Email Providers Set to Charge Some Senders!?

I read this article today in the Dallas Morning News which got me thinking about this not so new possibility of charging web postage. It has been a rumor that has surfaced a few times in the past few years. Only this one sounds different because the intent is wrapped up in securing that your email will not be filtered out with incoming SPAM.

I hate to hear news like this, just as much as I hate SPAM. It feels like a brainchild of a marketing firm that has been milling over the possibilities of how to slap a charge on each and every email sent ever since hotmail was the rage. First it was the ploy that it was putting the US Postal Service out of work, now this is what’s next…pay so you can get certified email amid all the junk email.

I hate SPAM as much as anyone, and I have tried and tried to get information on who writes and sends this stuff and why. It leads me to theorize that anti-virus, and internet safe-guard companies might be one source. Why are all the new SPAM slipping through your existing filters? Maybe it’s because there needs to be some sort of testing of the system and reason to charge an update? (That’s an unruley remark that I’m probably going to have to pay for in excessive SPAM now. )

SPAM can’t be that lucative.
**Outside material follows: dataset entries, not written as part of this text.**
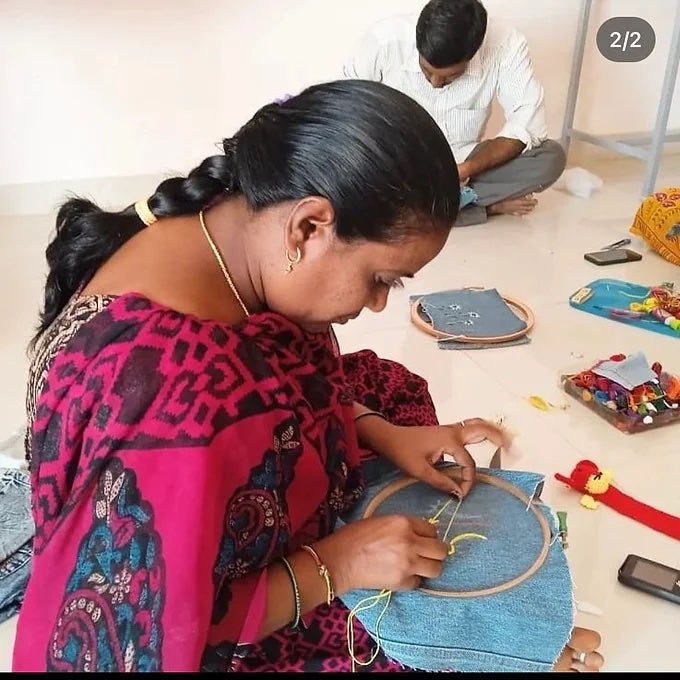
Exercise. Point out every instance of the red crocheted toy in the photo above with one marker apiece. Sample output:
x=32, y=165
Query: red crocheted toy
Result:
x=596, y=484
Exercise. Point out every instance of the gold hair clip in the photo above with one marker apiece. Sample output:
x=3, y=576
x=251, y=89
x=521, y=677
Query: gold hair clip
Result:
x=144, y=212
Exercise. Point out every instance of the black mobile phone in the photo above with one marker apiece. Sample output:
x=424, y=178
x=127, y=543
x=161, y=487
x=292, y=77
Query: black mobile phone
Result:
x=617, y=256
x=651, y=577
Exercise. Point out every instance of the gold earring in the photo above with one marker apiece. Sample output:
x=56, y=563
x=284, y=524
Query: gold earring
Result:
x=293, y=261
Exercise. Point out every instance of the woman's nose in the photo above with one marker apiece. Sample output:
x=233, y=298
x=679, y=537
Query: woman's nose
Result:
x=378, y=300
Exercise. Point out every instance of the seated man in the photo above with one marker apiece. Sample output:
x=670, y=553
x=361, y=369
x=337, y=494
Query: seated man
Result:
x=453, y=64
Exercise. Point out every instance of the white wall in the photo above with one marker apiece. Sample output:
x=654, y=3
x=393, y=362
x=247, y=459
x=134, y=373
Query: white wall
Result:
x=132, y=87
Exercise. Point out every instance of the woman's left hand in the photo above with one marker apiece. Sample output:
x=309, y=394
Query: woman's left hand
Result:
x=416, y=450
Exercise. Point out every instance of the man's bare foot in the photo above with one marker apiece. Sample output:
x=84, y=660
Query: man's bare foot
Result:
x=513, y=206
x=579, y=656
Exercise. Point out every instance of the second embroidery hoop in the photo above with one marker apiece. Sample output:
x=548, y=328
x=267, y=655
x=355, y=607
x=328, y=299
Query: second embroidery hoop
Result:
x=400, y=484
x=519, y=308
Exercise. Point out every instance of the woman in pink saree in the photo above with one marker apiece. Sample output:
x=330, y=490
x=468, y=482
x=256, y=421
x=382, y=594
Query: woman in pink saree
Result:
x=195, y=431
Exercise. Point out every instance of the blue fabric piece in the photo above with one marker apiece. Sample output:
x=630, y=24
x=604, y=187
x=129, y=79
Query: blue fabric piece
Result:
x=16, y=539
x=602, y=296
x=468, y=196
x=521, y=629
x=14, y=573
x=629, y=373
x=472, y=313
x=16, y=520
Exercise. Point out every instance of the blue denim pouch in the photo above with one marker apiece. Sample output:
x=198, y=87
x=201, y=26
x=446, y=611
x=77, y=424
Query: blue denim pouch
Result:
x=515, y=628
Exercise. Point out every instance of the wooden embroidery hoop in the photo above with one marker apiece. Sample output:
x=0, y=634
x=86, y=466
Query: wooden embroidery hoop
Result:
x=400, y=484
x=522, y=310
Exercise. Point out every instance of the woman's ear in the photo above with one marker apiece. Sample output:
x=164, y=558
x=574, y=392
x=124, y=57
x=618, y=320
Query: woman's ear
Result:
x=311, y=219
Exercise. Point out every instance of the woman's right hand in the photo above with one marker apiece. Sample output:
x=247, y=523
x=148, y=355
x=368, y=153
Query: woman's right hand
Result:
x=391, y=552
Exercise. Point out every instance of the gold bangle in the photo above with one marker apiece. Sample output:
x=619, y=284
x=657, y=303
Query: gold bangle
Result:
x=323, y=572
x=369, y=413
x=296, y=592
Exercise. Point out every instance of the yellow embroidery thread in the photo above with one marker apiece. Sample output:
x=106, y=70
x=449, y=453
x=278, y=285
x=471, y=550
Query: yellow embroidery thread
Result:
x=386, y=595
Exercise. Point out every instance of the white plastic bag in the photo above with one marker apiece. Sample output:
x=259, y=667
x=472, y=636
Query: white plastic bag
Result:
x=579, y=182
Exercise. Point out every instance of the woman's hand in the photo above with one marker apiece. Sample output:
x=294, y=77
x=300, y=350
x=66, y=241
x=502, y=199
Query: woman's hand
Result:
x=391, y=552
x=416, y=450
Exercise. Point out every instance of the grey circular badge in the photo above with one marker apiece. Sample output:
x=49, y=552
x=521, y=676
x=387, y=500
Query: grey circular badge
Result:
x=626, y=39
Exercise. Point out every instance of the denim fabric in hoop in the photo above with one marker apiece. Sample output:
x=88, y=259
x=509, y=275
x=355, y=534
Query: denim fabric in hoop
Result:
x=472, y=313
x=523, y=628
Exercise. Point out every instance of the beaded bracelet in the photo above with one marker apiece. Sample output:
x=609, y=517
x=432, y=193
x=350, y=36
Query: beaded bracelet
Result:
x=296, y=592
x=369, y=413
x=323, y=572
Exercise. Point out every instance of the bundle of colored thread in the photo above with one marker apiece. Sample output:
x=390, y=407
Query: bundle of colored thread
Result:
x=643, y=401
x=659, y=306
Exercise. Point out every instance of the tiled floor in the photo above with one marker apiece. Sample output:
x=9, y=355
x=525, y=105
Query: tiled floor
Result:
x=539, y=260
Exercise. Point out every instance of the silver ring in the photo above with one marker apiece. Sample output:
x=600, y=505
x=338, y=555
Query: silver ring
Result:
x=581, y=658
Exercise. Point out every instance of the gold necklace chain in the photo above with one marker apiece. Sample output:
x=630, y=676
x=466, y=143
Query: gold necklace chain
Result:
x=220, y=262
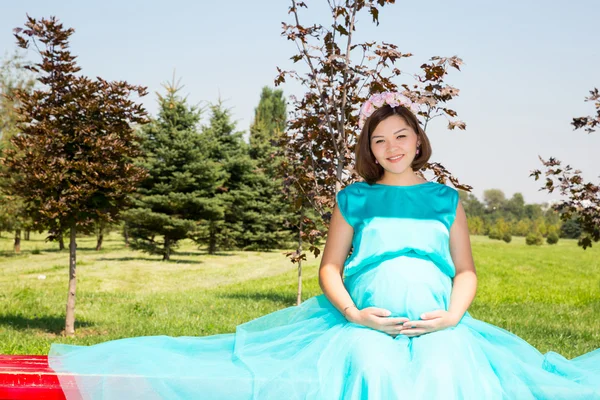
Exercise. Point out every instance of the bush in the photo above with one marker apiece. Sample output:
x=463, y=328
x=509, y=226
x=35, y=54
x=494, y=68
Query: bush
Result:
x=552, y=238
x=494, y=234
x=533, y=238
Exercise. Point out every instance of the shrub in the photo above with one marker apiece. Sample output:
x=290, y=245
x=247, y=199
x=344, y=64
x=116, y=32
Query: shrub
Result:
x=494, y=234
x=552, y=238
x=533, y=238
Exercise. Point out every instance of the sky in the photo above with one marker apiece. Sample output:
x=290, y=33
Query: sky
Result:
x=528, y=66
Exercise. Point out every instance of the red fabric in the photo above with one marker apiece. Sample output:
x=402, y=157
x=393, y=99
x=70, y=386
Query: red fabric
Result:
x=29, y=377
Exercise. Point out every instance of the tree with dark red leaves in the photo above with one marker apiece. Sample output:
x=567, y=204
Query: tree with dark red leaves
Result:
x=72, y=158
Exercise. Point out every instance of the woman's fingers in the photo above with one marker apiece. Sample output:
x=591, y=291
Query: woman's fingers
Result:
x=413, y=332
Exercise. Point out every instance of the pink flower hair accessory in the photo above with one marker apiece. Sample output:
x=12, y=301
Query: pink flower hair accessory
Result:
x=378, y=100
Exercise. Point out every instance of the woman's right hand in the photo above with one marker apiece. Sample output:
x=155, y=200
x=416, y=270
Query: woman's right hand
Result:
x=378, y=319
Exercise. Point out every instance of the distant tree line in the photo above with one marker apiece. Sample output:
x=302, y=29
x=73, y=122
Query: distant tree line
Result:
x=501, y=218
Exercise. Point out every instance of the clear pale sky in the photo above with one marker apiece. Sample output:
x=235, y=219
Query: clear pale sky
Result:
x=529, y=64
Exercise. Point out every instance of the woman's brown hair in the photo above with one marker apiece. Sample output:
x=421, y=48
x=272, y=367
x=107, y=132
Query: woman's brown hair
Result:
x=365, y=165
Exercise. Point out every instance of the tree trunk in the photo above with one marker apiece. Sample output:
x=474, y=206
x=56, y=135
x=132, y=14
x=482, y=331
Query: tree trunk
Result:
x=167, y=250
x=100, y=239
x=17, y=246
x=212, y=239
x=70, y=320
x=299, y=297
x=126, y=235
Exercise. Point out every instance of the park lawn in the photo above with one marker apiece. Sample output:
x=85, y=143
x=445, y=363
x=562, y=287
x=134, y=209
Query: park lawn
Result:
x=547, y=295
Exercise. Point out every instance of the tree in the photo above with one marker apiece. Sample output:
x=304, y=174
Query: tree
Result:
x=72, y=160
x=570, y=229
x=583, y=198
x=494, y=200
x=179, y=188
x=321, y=136
x=13, y=77
x=516, y=206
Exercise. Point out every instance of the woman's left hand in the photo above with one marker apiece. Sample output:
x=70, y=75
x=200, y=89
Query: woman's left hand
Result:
x=430, y=322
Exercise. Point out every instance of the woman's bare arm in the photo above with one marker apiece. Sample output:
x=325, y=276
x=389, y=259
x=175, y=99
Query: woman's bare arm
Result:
x=464, y=284
x=337, y=246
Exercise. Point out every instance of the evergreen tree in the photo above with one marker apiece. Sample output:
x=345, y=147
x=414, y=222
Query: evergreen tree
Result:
x=225, y=146
x=270, y=208
x=180, y=187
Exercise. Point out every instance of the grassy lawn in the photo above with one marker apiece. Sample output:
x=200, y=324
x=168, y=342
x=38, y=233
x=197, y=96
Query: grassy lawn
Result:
x=548, y=295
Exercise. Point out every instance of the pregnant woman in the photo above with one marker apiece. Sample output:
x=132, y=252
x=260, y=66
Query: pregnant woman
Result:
x=392, y=321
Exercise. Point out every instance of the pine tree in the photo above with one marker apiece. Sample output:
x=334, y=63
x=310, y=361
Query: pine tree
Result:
x=181, y=184
x=226, y=147
x=271, y=211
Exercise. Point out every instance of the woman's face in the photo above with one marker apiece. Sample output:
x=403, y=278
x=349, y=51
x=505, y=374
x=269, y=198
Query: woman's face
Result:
x=394, y=137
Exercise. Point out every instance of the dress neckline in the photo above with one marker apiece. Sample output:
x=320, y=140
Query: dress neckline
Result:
x=400, y=186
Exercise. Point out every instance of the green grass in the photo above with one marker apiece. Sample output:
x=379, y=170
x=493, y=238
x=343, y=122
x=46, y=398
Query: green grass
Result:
x=548, y=295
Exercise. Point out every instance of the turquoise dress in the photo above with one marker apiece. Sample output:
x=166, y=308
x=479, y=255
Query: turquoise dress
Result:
x=400, y=261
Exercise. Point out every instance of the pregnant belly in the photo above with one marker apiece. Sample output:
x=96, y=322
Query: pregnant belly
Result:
x=406, y=286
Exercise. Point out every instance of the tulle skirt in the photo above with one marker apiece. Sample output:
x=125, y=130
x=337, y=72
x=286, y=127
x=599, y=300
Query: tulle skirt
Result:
x=312, y=352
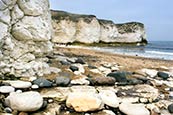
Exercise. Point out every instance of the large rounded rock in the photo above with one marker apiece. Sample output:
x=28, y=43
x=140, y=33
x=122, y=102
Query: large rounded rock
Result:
x=133, y=109
x=119, y=76
x=6, y=89
x=83, y=102
x=27, y=101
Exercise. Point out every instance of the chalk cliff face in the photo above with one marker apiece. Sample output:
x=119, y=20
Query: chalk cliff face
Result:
x=71, y=28
x=25, y=33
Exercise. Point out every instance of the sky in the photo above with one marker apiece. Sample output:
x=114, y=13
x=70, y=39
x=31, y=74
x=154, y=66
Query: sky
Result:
x=156, y=15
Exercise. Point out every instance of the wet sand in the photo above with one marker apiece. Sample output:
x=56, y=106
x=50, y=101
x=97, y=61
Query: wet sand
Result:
x=129, y=63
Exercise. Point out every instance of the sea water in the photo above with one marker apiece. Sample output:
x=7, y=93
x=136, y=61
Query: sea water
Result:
x=154, y=49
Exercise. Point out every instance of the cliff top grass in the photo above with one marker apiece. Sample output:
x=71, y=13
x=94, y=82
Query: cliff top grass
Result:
x=62, y=15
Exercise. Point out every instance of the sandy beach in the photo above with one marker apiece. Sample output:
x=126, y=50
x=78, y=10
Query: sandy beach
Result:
x=128, y=63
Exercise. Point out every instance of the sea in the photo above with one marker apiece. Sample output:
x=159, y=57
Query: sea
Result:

Do people really fall for it? And if so, what’s to stop SPAMers from figuring out ways to send this new certified email? What’s to stop big corporations and wealthy spammers from paying for and sending direct certified email marketing? (…aka…SPAM that has been paid to be sent to your inbox) It’s already sent to your mail box in the form of printed postcards, fake letters, and ad-filled newspapers.

Where are all the articles on where SPAM actually comes from? Who is writing it? And how we can stop recieving it? I’d rather pay for an investigation than for certified email.